Knowing What Borrowers Need
Artificial Intelligence looks at thousands of mortgage applications to analyze patterns and anticipate problems. The customer-facing interface explains each step of the application to borrowers and prompts them to enter key information as they apply. Not only does it ask for the information, but it also helps turn it into a usable letter of explanation.
ATTUNE knows lenders don’t need explanations for soft credit inquiries, so borrowers spend their time explaining only the inquiries that matter. That saves time for the lender and the borrower. Plus, by putting together the explanations as the homebuyer applies, the AI gives lenders everything they need from the moment they get the application. That helps assess risk upfront, so lenders can prioritize applications and give borrowers a better idea of what is possible earlier in the process.
An example of ATTUNE’s AI platform screen for borrower credit inquiries.
Better Customer Experience
The Consumer Financial Protection Bureau says more than 1 in 10 mortgage complaints involve the application process. Borrowers want transparency and quick answers. Obviously, they are hoping to get the line of credit they want, but even if that’s not possible, they want to know sooner rather than later. By getting the full application, including the explanation for credit inquiries, lenders can know much earlier which applications are likely to be approved.
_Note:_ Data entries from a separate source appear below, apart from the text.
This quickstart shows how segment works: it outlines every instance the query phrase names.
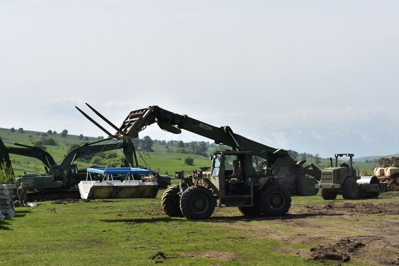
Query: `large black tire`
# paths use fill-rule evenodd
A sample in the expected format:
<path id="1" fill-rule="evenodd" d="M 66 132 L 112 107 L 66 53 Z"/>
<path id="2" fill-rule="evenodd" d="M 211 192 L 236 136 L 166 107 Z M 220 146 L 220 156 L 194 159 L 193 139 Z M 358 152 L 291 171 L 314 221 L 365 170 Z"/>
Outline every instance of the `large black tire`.
<path id="1" fill-rule="evenodd" d="M 178 185 L 172 186 L 162 195 L 162 208 L 170 217 L 183 217 L 180 210 L 180 189 Z"/>
<path id="2" fill-rule="evenodd" d="M 288 190 L 281 185 L 267 185 L 260 192 L 258 205 L 264 215 L 284 215 L 291 207 L 291 195 Z"/>
<path id="3" fill-rule="evenodd" d="M 320 193 L 322 194 L 322 197 L 323 197 L 323 199 L 326 200 L 335 199 L 335 198 L 337 197 L 337 195 L 338 195 L 338 192 L 329 191 L 326 189 L 321 189 L 320 191 Z"/>
<path id="4" fill-rule="evenodd" d="M 356 179 L 352 177 L 345 179 L 342 184 L 342 197 L 345 199 L 356 199 L 359 194 L 359 187 Z"/>
<path id="5" fill-rule="evenodd" d="M 262 210 L 259 206 L 239 207 L 238 209 L 243 215 L 247 216 L 255 216 L 262 214 Z"/>
<path id="6" fill-rule="evenodd" d="M 215 210 L 213 196 L 205 187 L 192 186 L 182 195 L 180 209 L 187 219 L 207 219 Z"/>

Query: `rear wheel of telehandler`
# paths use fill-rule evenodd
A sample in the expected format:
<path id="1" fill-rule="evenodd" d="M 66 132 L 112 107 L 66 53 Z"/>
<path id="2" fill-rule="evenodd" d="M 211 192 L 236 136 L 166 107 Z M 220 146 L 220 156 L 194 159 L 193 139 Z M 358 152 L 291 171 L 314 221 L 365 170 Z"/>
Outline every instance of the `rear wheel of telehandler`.
<path id="1" fill-rule="evenodd" d="M 344 199 L 356 199 L 359 194 L 359 187 L 356 179 L 352 177 L 345 179 L 342 184 L 342 197 Z"/>
<path id="2" fill-rule="evenodd" d="M 262 190 L 258 204 L 266 216 L 283 215 L 291 207 L 291 195 L 288 190 L 282 186 L 271 184 Z"/>
<path id="3" fill-rule="evenodd" d="M 215 210 L 213 196 L 205 187 L 192 186 L 182 194 L 180 209 L 188 219 L 207 219 Z"/>
<path id="4" fill-rule="evenodd" d="M 337 197 L 338 193 L 335 191 L 330 191 L 324 189 L 321 189 L 320 193 L 323 199 L 326 200 L 335 199 Z"/>
<path id="5" fill-rule="evenodd" d="M 239 207 L 238 209 L 243 215 L 247 216 L 259 215 L 262 213 L 262 210 L 259 205 L 255 206 Z"/>
<path id="6" fill-rule="evenodd" d="M 167 189 L 162 196 L 162 208 L 170 217 L 183 217 L 180 209 L 180 188 L 176 185 Z"/>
It’s just one part of the customer experience that artificial intelligence can enhance.
By explaining why a consumer needs to answer these questions, fintech companies like ATTUNE cut down on confusion and anxiety in the process. Borrowers can move forward feeling confident that they have provided everything a lender needs, without the back-and-forth that can drag out the application process. Machine learning also means that the program can anticipate what a borrower is likely to want to put in the easy-to-use forms, speeding up the process even more.
End-to-End Solutions
AI turns a process that could involve dozens of phone calls and requests for documents into a centralized, cohesive experience. Everything the lender needs is in one place, and by partnering with businesses around the country, many of the documents can be pulled automatically without any extra effort from the borrower. All of that information is automatically scanned and plugged into the application. The program delivers it in a neat format that makes reviewing and approving the application a breeze for the lender.
The program also pulls other stakeholders into the process, letting them enter their information and communicate with one another. Centralizing all communication cuts down on confusion, and moving everything online cuts down on unnecessary in-person meetings during this pandemic.
The time savings can also be incredible. ATTUNE, for example, can take just two weeks to approve a loan and get a buyer into the home they want. Compare that to the 60 days the average application takes and the appeal to buyers is clear. It also means lenders can process more applications in less time, increasing profits and customer satisfaction.
Coming Opportunities
The mortgage business continues to grow, with Fannie Mae estimating there will be $1.5 trillion in home sales in the coming year. More than half of new homebuyers will be buying for the first time. Younger buyers want easy, responsive lending options they can access through their phones from anywhere.
By using AI, you can meet these new buyers where they are and use technology to make their entry into the mortgage market quick and painless. The program handles their questions and walks them through the process of gathering the information they need. That means more time for loan officers to find new clients and make sure the ones they have get the best service possible. Integrating AI into your lending business can multiply your opportunities while keeping customers happy and increasing the efficiency of your staff.